Azaleas are flowering shrubs making up part of the genus rhododendron. There are two major differences between azaleas and other rhododendrons. Azaleas are smaller, making a good house plant, and they flower in singular large blooms, whereas rhododendrons produce long strips of smaller blooms. Read on to learn more about how to grow azalea plants.

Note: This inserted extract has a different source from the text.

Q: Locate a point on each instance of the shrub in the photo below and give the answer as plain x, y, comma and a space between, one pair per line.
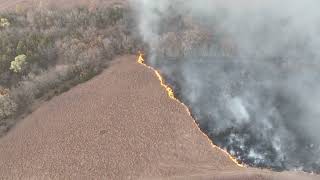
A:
18, 63
7, 106
4, 22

Difficulty: Moderately Easy
Instructions

Things You'll Need:

  • Organic soil
  • Canadian peat moss
  • Ironite powder
  • 4-inch diameter pots
  • Water
  • Azalea seeds
  • Milled sphagnum moss
  • 2-inch wide pots
  • Toothpick
  • Fluorescent white light
  • Water mister
  • Plastic wrap
  • Diluted generic liquid fertilizer

    Growing Azaleas

  1. Step 1

    Begin by filling the 2-inch wide pots with an inch of milled sphagnum peat moss. Gently firm and level the sphagnum. Sow the seed on the surface of the sphagnum. About 20 seeds per pot should be sufficient. Settle the seeds on the surface of the germinating medium with a fine water mist, when the seed stop moving you have misted enough. Cover the container with plastic wrap, one that can seal the container sufficiently to maintain 100 percent relative humidity.

  2. Step 2

    Place the pots under a fluorescent white light, about a foot away from the pots, for eight hours each day. The seedlings should sprout after two to eight weeks. You may have to remove the plastic wrap and mist the top of the pots a few times each week. It should always remain very damp to the touch. When the seedlings have four leaves each they are ready to be transplanted.

  3. Step 3

    Use a toothpick to tease out the roots of an azalea seedling, holding it by a leaf to steady it. Brush away any remaining debris from the root system and then dunk it in a diluted solution of liquid fertilizer. Repeat this for as many seedlings as you want.

  4. Step 4

    Prepare the new pots by filling them with a mixture of Canadian peat moss and organic soil. Poke a hole about a 1/2-inch deep into each pot and gently place a seedling in each. Place the pots back under the light for 16 hours each day. Mist them for the first month, after that leave the pots in a window sill that gets light for about six hours a day. The root system of an azalea must be bound tightly to ensure full growth and flowers, which is why you used such little pots. To water them from this point forward simply dunk the entire plant and pot into a bucket of water until air bubbles cease to rise to the surface.

  5. Step 5

    Water the azaleas weekly and fertilize them with a little ironite powder every three months. The azaleas should not need to be re-potted for at least three years.

Tips & Warnings
  • The bloom of the azalea is toxic and is commonly ingested by dogs, causing them to become very ill. If you own dogs then keep the azaleas up out of the dog's reach. Azalea leaf gall can be particularly destructive to azalea leaves during the early spring. Handpicking infected leaves is the recommended method of control.